Many would say that the Dayton deal came too late. In July 1995, Bosnian Serb forces had overrun the designated United Nations ‘safe haven’ of Srebrenica in eastern Bosnia, killing some 8,000 Bosniak men and boys in massacres that multiple court rulings since have classified as genocide.

The deal also cemented the country in which Dzaferovic and Brasnjic live in today, with its complex system of ethnic-power sharing among Bosniaks, Croats and Serbs. It also created two autonomous entities, one predominantly Serb, the other shared by Bosniaks and Croats but itself divided into 10 cantons, each with its own government.

Dzaferovic says he is satisfied with his life today.

“My biggest wish was that my two daughters would graduate and be able to choose what kind of work they are going to do. They both have, and they are both working now,” he said.

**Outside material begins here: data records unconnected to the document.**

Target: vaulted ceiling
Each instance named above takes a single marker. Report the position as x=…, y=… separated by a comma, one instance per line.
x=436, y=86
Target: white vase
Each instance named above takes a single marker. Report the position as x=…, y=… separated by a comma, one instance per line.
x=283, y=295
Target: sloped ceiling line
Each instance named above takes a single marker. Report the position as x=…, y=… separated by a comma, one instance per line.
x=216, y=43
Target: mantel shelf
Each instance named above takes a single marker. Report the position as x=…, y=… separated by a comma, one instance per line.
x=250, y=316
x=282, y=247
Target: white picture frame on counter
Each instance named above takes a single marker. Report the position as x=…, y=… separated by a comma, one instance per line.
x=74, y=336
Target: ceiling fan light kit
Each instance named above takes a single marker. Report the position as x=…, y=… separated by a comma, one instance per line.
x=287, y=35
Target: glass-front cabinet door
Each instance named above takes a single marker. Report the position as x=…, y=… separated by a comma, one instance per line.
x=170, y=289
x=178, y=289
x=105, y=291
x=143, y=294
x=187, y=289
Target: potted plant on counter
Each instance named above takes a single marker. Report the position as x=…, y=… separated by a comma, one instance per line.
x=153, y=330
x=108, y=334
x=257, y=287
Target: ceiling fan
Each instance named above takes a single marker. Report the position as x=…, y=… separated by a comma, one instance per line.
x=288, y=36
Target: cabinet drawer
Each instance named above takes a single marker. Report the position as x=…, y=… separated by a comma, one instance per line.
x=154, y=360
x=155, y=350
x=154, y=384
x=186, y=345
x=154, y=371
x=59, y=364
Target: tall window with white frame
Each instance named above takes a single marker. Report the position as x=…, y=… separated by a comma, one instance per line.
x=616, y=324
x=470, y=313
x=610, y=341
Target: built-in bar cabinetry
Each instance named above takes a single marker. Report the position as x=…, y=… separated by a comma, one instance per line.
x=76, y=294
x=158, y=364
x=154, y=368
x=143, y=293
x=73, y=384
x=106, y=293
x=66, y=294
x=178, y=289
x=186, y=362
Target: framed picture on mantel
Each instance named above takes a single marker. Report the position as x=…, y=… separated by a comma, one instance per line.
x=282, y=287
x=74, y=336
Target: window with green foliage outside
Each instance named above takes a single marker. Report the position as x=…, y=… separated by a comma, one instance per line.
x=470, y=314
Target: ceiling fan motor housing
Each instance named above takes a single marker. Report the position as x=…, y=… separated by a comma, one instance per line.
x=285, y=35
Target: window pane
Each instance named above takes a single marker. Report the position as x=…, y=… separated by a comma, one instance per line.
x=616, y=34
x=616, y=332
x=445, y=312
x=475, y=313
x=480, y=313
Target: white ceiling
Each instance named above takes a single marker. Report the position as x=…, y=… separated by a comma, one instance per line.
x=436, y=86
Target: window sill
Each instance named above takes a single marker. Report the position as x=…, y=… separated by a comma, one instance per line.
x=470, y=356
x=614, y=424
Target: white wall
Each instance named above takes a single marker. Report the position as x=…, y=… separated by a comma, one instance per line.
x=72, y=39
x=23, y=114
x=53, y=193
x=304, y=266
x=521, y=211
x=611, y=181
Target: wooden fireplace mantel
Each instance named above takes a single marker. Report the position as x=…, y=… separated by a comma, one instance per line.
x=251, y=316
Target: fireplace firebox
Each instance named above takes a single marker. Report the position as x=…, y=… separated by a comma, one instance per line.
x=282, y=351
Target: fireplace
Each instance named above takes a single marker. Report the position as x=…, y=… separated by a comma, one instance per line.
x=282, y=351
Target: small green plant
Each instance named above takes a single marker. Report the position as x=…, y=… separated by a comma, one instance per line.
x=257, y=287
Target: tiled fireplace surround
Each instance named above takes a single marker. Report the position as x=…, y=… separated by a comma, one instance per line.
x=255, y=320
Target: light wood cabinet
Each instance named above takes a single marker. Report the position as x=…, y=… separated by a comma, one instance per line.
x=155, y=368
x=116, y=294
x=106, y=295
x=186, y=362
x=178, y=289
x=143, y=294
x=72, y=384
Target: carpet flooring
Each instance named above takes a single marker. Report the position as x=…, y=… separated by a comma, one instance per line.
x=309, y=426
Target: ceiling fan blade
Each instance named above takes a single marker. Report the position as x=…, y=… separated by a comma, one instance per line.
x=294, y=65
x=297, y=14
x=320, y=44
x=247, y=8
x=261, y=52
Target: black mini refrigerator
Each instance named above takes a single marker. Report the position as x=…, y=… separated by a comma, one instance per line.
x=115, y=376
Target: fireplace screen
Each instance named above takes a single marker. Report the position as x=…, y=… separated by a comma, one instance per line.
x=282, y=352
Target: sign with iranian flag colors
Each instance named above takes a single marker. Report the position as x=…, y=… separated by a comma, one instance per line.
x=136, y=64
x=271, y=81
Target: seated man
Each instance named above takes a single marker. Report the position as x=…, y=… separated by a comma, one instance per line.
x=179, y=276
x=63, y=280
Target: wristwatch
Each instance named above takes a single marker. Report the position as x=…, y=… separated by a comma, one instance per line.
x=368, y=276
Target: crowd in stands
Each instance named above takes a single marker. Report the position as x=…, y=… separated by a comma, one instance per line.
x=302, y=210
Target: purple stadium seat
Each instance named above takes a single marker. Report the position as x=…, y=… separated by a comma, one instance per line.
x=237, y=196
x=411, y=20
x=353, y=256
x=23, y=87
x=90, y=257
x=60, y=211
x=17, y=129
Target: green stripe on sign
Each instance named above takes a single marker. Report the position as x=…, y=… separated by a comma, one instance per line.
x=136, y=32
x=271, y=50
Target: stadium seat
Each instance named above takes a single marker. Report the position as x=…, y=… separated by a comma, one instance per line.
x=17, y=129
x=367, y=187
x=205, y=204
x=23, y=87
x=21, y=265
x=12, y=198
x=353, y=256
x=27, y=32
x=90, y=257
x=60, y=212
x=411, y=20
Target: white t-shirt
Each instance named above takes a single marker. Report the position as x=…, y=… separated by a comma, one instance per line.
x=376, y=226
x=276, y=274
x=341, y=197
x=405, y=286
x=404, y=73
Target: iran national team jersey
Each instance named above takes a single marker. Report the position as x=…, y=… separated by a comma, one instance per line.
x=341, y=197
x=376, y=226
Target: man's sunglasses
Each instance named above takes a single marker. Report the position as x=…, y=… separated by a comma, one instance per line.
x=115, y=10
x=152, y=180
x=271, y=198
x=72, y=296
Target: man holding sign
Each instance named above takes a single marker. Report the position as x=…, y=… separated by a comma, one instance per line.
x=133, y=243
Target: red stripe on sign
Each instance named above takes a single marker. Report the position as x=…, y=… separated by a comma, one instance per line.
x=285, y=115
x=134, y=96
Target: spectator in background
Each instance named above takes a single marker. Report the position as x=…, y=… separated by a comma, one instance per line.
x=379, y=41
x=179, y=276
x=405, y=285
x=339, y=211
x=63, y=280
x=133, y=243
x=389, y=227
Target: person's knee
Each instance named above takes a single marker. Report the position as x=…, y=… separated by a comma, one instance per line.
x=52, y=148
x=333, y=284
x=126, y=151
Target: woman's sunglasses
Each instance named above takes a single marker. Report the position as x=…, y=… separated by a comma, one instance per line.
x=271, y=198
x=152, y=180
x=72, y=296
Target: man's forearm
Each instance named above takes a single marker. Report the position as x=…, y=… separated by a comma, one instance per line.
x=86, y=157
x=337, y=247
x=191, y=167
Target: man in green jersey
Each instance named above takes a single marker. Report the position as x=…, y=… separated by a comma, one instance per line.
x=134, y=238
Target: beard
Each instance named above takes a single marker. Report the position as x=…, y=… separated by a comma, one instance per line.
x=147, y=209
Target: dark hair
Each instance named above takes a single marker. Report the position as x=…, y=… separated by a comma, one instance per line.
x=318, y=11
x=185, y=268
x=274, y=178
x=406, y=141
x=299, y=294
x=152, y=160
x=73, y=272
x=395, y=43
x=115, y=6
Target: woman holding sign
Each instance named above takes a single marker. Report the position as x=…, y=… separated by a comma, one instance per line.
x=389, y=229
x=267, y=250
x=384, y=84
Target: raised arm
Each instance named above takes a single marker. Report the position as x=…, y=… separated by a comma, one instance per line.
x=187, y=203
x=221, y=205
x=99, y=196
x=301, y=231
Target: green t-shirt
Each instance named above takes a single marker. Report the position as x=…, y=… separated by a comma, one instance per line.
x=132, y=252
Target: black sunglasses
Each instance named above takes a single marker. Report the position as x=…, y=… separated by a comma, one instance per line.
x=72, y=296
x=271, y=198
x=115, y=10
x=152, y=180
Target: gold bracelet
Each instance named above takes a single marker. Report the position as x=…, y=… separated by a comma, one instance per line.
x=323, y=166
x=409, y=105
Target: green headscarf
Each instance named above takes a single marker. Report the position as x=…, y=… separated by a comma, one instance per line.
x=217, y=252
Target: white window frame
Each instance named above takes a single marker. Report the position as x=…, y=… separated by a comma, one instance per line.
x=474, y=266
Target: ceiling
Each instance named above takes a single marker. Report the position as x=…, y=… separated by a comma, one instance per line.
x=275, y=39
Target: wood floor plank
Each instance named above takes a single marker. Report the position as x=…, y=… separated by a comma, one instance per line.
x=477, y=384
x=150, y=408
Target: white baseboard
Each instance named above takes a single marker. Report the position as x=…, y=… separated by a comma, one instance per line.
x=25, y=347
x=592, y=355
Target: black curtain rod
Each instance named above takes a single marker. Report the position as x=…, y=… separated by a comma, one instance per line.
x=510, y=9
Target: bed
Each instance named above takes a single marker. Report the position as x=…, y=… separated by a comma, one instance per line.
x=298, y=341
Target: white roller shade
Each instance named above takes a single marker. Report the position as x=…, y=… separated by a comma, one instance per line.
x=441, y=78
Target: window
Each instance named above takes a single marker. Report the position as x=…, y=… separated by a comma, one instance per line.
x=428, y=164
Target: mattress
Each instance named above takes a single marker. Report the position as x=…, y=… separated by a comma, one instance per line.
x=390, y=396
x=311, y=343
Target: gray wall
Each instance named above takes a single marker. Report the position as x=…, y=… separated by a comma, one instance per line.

“When it comes to that, I made it as a man after the war,” he added.

Nevertheless, he is angry at the politicians who did not manage to grant proper status to the victims of wartime torture, of which he is one; “angry at the state that doesn’t treat former fighters fairly”.

Dzaferovic and other former prisoners of war do not have any kind of special status in the legislation of the Federation of Bosnia and Herzegovina, the entity in which he lives, despite what they suffered during the conflict.

“When the war started, I’d already made peace with the fact that I might die, just like many others have,” he said.

“But I was not expecting that, despite the fact that many lost their lives on the battlefield, we would still be looking for a way to be acknowledged three decades later,” he added.

For Brasnjic, the war still haunts the present too, in certain ways.

“My kid sometimes has questions about what happened during the war, and I try to explain it to him the best I can,” she said. She explained that her boy knows “what happened in Srebrenica and other places, in accordance with his age”.

However, she added: “What I try to do is to teach him not to hate, to not have prejudices or to say that any person is a bad person just because of their nationality.”